ONEE-IME : Plaidoyer pour l’utilisation des ressources en eau non conventionnelles

L’Office national de l’électricité et de l’eau potable (ONEE) a organisé, jeudi 22 juin, en partenariat avec l’Institut méditerranéen de l’eau (IME), un atelier d’échange international sur les ressources en eau non conventionnelles et les énergies renouvelables associées. 

Cet événement avait pour objet de présenter les résultats de l’étude de faisabilité pour la création d’un Observatoire international des ressources en eau non conventionnelles et des énergies renouvelables associées.

Ladite étude a démontré que les situations auxquelles chaque pays devra faire face en matière de ressources en eau et en énergie à l’horizon 2040 sont relativement contrastées. En effet, les pays de la zone du Sahel et du pourtour méditerranéen visent tous une consommation d’énergie qui sera d’origine renouvelable jusqu’à 30 ou 40% au total. Par conséquent, cela les contraint à multiplier par 2 ou quelquefois par 10 leur part de renouvelable. Sauf les pays du Sahel où la part du renouvelable, qui actuellement est plus élevée, risque de diminuer au fur et à mesure du développement de leur consommation. 

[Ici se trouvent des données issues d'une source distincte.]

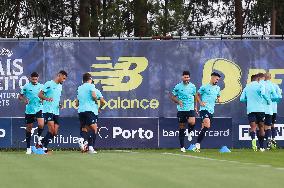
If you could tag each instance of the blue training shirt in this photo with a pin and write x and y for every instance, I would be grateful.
(185, 93)
(31, 91)
(52, 90)
(254, 96)
(209, 93)
(279, 94)
(86, 101)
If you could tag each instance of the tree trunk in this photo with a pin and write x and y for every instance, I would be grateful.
(84, 13)
(140, 18)
(166, 14)
(239, 17)
(73, 19)
(95, 12)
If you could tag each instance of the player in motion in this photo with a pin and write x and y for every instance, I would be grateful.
(50, 94)
(88, 109)
(33, 112)
(207, 96)
(183, 95)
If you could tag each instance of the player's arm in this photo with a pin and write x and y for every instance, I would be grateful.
(42, 97)
(22, 96)
(263, 94)
(77, 103)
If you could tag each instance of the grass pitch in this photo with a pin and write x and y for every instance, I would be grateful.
(142, 168)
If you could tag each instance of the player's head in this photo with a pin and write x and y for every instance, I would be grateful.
(215, 77)
(267, 76)
(260, 76)
(87, 77)
(185, 77)
(253, 78)
(34, 78)
(61, 76)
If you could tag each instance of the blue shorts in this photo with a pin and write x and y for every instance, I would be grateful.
(184, 115)
(268, 120)
(205, 114)
(274, 117)
(51, 117)
(256, 117)
(87, 118)
(31, 118)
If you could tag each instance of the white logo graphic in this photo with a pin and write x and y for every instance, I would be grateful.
(141, 133)
(244, 132)
(33, 130)
(2, 133)
(103, 132)
(6, 52)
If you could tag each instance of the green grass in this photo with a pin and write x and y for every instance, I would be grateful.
(142, 168)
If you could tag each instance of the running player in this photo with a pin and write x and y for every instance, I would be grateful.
(183, 95)
(207, 96)
(29, 95)
(254, 94)
(50, 94)
(88, 111)
(274, 116)
(273, 96)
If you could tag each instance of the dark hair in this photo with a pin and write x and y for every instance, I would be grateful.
(34, 74)
(253, 77)
(186, 73)
(63, 73)
(260, 75)
(86, 77)
(215, 74)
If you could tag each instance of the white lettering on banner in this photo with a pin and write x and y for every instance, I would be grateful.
(117, 131)
(244, 132)
(2, 133)
(211, 133)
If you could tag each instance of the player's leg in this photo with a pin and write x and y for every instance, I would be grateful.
(181, 120)
(40, 122)
(29, 118)
(191, 124)
(49, 135)
(83, 141)
(252, 130)
(267, 128)
(92, 130)
(206, 123)
(273, 130)
(260, 117)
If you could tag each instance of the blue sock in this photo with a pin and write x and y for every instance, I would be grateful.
(46, 139)
(181, 137)
(261, 141)
(90, 138)
(28, 139)
(201, 134)
(190, 128)
(273, 132)
(252, 135)
(84, 135)
(268, 134)
(39, 131)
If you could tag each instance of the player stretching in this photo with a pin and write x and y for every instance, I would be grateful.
(273, 96)
(207, 96)
(29, 95)
(50, 94)
(274, 116)
(183, 95)
(254, 94)
(88, 111)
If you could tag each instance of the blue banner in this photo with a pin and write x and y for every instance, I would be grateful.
(220, 133)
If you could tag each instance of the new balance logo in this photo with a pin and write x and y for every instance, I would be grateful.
(122, 76)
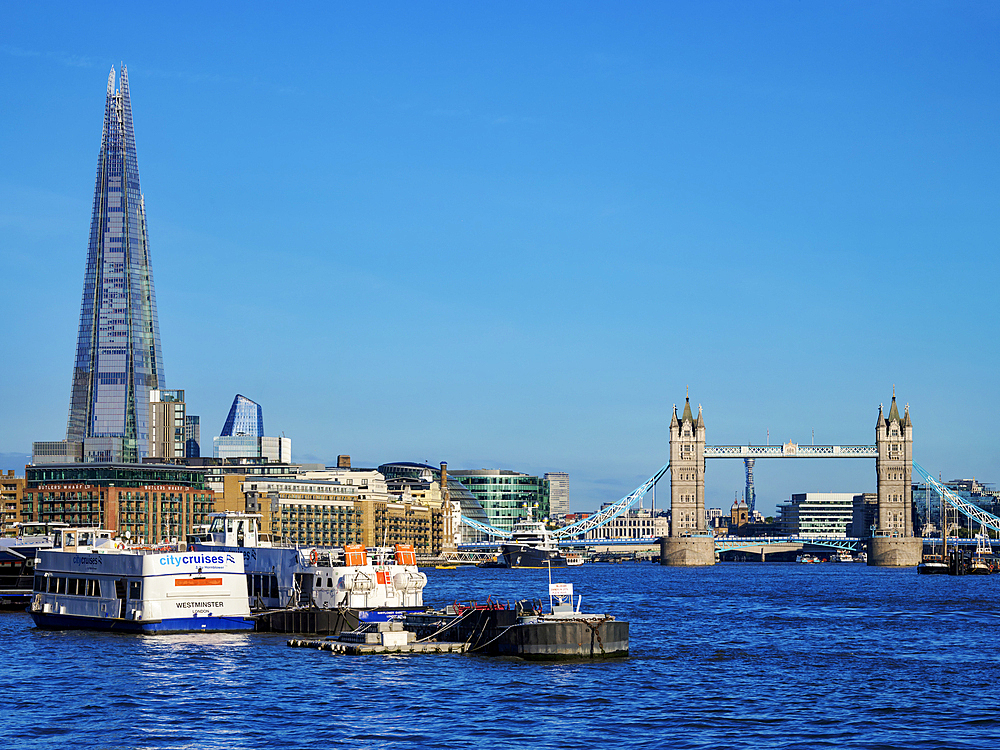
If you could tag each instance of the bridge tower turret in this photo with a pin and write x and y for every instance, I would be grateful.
(893, 467)
(689, 542)
(893, 543)
(687, 473)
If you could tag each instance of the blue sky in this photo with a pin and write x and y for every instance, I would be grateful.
(506, 235)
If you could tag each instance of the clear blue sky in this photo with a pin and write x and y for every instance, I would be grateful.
(510, 234)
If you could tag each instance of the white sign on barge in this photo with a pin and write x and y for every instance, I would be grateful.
(86, 581)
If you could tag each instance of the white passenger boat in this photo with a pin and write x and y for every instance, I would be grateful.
(363, 584)
(17, 562)
(88, 580)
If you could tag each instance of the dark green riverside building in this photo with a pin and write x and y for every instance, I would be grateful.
(506, 496)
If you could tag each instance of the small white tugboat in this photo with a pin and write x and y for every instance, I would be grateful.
(89, 580)
(531, 545)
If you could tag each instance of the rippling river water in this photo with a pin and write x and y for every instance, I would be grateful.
(733, 656)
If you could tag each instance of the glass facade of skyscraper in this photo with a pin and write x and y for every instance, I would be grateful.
(246, 417)
(118, 357)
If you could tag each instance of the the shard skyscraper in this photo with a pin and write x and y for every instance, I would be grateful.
(118, 357)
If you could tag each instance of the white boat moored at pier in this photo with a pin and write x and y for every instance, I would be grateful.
(90, 581)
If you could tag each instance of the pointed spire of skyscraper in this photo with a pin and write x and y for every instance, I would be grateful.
(687, 416)
(893, 411)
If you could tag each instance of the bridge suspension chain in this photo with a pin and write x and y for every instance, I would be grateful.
(963, 506)
(612, 511)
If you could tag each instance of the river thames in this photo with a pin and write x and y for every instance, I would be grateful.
(733, 656)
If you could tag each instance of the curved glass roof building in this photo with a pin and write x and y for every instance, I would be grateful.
(118, 355)
(246, 417)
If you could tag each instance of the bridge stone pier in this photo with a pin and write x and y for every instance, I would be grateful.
(691, 543)
(893, 543)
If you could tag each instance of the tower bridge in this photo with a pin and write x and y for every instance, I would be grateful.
(690, 542)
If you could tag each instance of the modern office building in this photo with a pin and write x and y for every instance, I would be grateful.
(243, 435)
(167, 420)
(118, 355)
(507, 496)
(151, 502)
(245, 417)
(192, 436)
(422, 482)
(817, 514)
(558, 493)
(864, 515)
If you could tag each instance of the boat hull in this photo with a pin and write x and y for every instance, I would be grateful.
(523, 556)
(932, 568)
(327, 621)
(53, 621)
(564, 639)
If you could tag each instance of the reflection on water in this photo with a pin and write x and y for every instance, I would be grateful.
(734, 656)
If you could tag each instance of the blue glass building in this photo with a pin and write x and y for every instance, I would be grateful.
(246, 418)
(118, 356)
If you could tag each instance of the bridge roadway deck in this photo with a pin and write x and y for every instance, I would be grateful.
(791, 450)
(722, 543)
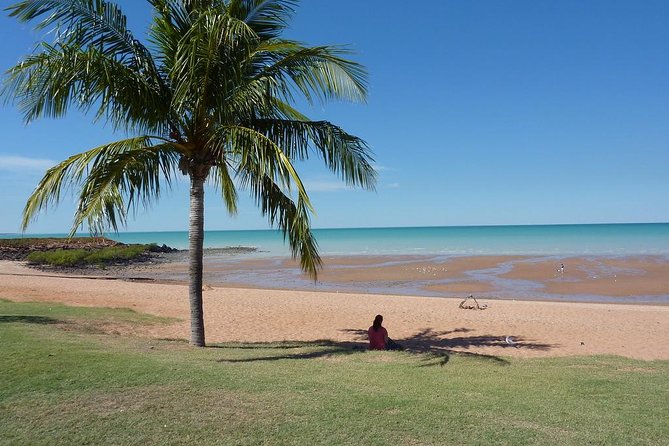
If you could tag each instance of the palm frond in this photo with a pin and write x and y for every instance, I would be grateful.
(290, 217)
(91, 22)
(113, 178)
(267, 18)
(346, 155)
(221, 177)
(48, 83)
(207, 61)
(319, 72)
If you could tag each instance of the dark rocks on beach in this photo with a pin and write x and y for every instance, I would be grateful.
(18, 248)
(164, 249)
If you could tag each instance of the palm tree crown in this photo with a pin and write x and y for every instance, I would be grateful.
(209, 96)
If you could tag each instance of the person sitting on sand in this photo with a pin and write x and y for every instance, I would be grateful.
(378, 335)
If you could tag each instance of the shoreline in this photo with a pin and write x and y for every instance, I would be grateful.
(535, 328)
(638, 279)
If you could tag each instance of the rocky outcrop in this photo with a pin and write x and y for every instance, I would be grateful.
(19, 248)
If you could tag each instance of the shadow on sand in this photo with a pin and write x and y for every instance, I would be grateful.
(436, 346)
(28, 320)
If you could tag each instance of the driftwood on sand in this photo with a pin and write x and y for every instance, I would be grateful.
(469, 306)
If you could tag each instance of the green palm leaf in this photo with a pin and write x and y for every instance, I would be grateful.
(215, 89)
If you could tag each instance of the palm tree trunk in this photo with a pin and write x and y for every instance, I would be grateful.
(195, 254)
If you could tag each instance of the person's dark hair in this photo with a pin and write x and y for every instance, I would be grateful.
(378, 320)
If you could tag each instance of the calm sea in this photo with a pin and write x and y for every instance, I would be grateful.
(593, 239)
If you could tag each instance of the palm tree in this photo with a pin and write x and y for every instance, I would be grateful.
(209, 96)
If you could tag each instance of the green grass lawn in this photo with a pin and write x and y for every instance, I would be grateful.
(66, 380)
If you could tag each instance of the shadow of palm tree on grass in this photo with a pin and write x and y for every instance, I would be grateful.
(318, 349)
(42, 320)
(436, 346)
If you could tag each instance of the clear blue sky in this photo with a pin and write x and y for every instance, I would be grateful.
(479, 113)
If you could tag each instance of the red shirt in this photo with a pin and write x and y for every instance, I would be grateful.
(377, 338)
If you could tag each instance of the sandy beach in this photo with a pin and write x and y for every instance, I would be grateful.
(517, 328)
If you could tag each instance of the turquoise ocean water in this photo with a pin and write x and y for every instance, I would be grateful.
(591, 239)
(410, 245)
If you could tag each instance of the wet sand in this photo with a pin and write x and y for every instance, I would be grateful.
(518, 328)
(640, 279)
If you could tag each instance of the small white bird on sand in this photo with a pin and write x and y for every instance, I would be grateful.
(509, 340)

S’exprimant à cette occasion, le DG de l’ONEE, Abderrahim El Hafidi, a souligné que l’absence de visibilité pour la planification des eaux superficielles et souterraines due en grande partie à l’impact du changement climatique, exige la mobilisation de nouvelles ressources en eau. Et ce «à travers le recours à des technologies innovantes développées dans ce domaine notamment en matière de dessalement et de déminéralisation de l'eau et de traitement des eaux usées. Il est également important de tirer profit des avancées réalisées par le Royaume dans le domaine des énergies renouvelables afin de rendre ces ressources non conventionnelles plus compétitives sur le plan financier». 

Pour sa part, le président de l’IME, Alain Meyssonnier, a affirmé que l’enjeu sur lequel se penche l’Institut concerne l’usage de cette source vitale dans des domaines comme l’agriculture et l'industrie, «en proposant une offre de services appropriés pour un meilleur usage d’eau dans une région à la limite du stress hydrique». 

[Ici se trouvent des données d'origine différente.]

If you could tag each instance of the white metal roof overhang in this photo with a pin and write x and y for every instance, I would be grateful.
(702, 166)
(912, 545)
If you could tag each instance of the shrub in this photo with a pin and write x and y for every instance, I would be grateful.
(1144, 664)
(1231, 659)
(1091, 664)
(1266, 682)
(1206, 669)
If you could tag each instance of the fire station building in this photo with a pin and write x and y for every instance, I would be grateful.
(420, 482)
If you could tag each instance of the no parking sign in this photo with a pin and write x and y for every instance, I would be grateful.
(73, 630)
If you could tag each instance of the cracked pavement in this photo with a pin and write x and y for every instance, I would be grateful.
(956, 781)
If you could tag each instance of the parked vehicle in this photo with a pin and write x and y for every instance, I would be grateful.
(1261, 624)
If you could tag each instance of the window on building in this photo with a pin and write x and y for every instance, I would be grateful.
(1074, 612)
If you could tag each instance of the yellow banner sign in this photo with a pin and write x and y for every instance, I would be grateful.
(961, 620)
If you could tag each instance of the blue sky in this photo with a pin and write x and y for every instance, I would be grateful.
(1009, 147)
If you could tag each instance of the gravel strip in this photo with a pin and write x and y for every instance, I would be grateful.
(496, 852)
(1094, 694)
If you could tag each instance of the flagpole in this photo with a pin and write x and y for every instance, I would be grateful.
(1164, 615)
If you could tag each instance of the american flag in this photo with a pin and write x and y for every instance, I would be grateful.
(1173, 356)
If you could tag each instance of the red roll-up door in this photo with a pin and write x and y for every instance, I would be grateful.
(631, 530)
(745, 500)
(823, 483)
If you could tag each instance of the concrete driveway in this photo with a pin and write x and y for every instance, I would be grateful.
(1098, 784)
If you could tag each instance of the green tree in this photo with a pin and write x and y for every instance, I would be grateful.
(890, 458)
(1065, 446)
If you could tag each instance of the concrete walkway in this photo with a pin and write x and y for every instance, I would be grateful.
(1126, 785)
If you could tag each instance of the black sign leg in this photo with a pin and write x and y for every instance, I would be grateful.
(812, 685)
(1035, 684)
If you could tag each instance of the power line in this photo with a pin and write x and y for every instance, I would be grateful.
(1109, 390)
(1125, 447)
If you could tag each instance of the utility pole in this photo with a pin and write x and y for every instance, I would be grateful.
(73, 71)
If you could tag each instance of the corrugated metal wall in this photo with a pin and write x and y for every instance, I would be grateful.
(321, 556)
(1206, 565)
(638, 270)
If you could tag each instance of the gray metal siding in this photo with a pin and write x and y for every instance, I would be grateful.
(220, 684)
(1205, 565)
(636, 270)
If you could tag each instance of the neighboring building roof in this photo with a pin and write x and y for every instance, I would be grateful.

Et d’ajouter : «Il s’agit d’un enjeu mondial et méditerranéen en particulier, une zone qui souffre énormément de cette problématique, à laquelle il est nécessaire et même urgent de trouver des solutions adaptées aux usages, en intégrant les énergies renouvelables pour lutter contre la surexploitation des nappes souterraines».

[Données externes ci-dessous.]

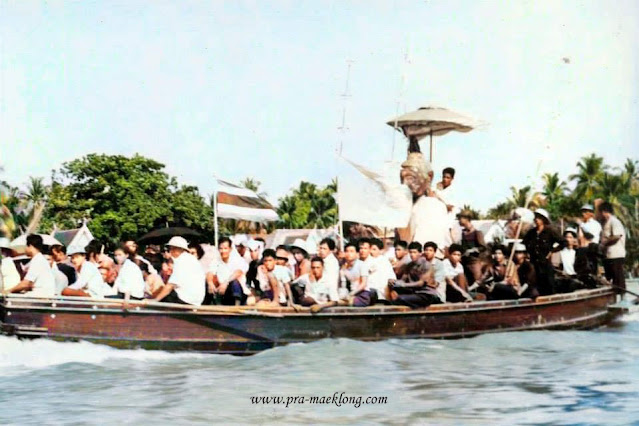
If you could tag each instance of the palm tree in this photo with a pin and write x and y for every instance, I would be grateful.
(591, 169)
(323, 210)
(474, 214)
(37, 191)
(287, 211)
(520, 196)
(253, 185)
(554, 188)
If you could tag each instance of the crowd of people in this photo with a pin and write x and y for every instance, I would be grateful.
(363, 273)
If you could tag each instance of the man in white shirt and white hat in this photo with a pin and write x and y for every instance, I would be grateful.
(331, 264)
(186, 285)
(227, 277)
(590, 224)
(89, 282)
(9, 275)
(380, 269)
(40, 280)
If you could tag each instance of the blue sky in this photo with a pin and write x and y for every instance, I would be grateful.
(253, 88)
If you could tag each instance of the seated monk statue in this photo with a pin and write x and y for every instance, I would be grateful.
(429, 216)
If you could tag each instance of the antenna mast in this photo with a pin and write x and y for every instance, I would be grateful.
(400, 96)
(342, 131)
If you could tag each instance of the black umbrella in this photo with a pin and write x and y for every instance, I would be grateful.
(162, 235)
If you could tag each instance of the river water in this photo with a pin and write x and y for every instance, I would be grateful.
(558, 377)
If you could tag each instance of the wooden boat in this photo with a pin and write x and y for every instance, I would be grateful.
(247, 330)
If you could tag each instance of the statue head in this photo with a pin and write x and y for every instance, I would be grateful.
(416, 173)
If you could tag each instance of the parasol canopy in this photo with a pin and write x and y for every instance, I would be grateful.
(432, 121)
(20, 244)
(162, 235)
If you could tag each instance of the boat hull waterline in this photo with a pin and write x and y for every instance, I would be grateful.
(247, 330)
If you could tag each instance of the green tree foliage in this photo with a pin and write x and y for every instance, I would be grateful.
(123, 198)
(308, 206)
(593, 180)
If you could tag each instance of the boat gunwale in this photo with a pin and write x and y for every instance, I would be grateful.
(136, 308)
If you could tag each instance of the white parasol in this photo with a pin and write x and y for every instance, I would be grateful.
(432, 121)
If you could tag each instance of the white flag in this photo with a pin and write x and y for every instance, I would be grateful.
(374, 198)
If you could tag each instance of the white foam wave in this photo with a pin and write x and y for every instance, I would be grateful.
(632, 317)
(41, 353)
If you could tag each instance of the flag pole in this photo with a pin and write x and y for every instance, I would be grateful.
(215, 224)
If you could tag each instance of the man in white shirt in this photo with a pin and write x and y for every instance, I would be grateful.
(401, 256)
(316, 288)
(445, 193)
(331, 264)
(186, 284)
(130, 281)
(40, 280)
(131, 247)
(590, 224)
(10, 275)
(89, 281)
(61, 280)
(380, 270)
(456, 284)
(354, 275)
(613, 238)
(430, 250)
(227, 278)
(275, 280)
(567, 254)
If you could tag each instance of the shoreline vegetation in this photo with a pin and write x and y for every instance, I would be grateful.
(125, 197)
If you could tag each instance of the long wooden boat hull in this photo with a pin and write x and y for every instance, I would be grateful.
(246, 330)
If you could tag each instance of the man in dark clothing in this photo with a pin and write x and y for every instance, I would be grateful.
(523, 284)
(540, 241)
(59, 254)
(587, 260)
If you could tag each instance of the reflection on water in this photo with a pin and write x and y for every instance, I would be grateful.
(529, 377)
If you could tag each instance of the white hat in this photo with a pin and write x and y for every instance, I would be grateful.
(178, 242)
(543, 213)
(253, 245)
(240, 240)
(4, 242)
(76, 250)
(572, 230)
(300, 244)
(519, 247)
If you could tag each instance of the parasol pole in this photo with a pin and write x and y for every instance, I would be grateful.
(510, 266)
(342, 129)
(215, 224)
(431, 147)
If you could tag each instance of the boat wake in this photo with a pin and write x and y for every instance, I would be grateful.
(632, 317)
(17, 355)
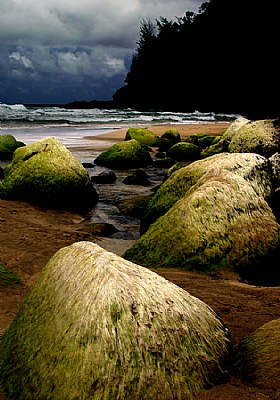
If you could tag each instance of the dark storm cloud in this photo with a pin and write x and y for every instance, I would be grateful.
(62, 50)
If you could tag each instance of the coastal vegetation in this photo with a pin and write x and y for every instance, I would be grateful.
(219, 59)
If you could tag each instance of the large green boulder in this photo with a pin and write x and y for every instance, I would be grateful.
(257, 358)
(46, 173)
(143, 136)
(123, 155)
(261, 137)
(96, 326)
(223, 221)
(8, 144)
(245, 136)
(180, 181)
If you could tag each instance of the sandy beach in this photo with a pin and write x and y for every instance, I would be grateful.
(185, 130)
(30, 236)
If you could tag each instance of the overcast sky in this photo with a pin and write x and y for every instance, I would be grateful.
(56, 51)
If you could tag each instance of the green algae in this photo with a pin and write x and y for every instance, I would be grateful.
(123, 155)
(220, 219)
(179, 182)
(256, 137)
(45, 172)
(184, 151)
(95, 326)
(143, 136)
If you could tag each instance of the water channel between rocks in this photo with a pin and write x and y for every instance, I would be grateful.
(106, 210)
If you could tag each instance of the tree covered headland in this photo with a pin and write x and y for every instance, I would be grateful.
(223, 59)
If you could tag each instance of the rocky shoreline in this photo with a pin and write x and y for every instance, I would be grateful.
(32, 235)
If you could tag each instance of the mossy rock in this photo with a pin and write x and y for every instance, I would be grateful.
(184, 151)
(143, 136)
(135, 206)
(180, 181)
(95, 326)
(8, 277)
(201, 139)
(123, 155)
(257, 358)
(261, 137)
(168, 139)
(8, 144)
(221, 144)
(222, 222)
(46, 173)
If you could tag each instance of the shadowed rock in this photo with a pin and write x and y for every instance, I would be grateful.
(257, 357)
(96, 326)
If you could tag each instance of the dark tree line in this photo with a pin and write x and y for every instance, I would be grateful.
(222, 59)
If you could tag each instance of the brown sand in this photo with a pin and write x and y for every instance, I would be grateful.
(185, 130)
(29, 237)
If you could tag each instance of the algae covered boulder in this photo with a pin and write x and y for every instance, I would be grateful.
(143, 136)
(46, 173)
(8, 144)
(123, 155)
(180, 181)
(95, 326)
(222, 221)
(245, 136)
(184, 151)
(8, 277)
(261, 137)
(257, 358)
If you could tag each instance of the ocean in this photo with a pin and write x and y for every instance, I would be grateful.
(72, 126)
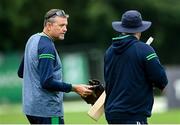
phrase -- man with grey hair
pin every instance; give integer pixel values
(41, 70)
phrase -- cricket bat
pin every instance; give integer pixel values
(96, 111)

Par ailleurs, en décembre 2022, le Roi Mohammed VI a présidé la cérémonie de présentation du nouveau programme d’investissement vert du groupe OCP (2023-2027). Dans ce sens, l’Office chérifien des phosphates mène une stratégie basée sur : «l'optimisation de la consommation à travers notamment la réduction de la consommation d’eau du Groupe de près de 15% d’ici 2024. Aussi, le recours aux ressources non conventionnelles via la satisfaction à 100% des besoins optimisés en eau de l’OCP à partir desdites ressources. Et enfin, la R&D et innovation pour accompagner le développement du secteur Eau», a expliqué Otmane Abousselham, Projetc leader dessalement, Groupe OCP.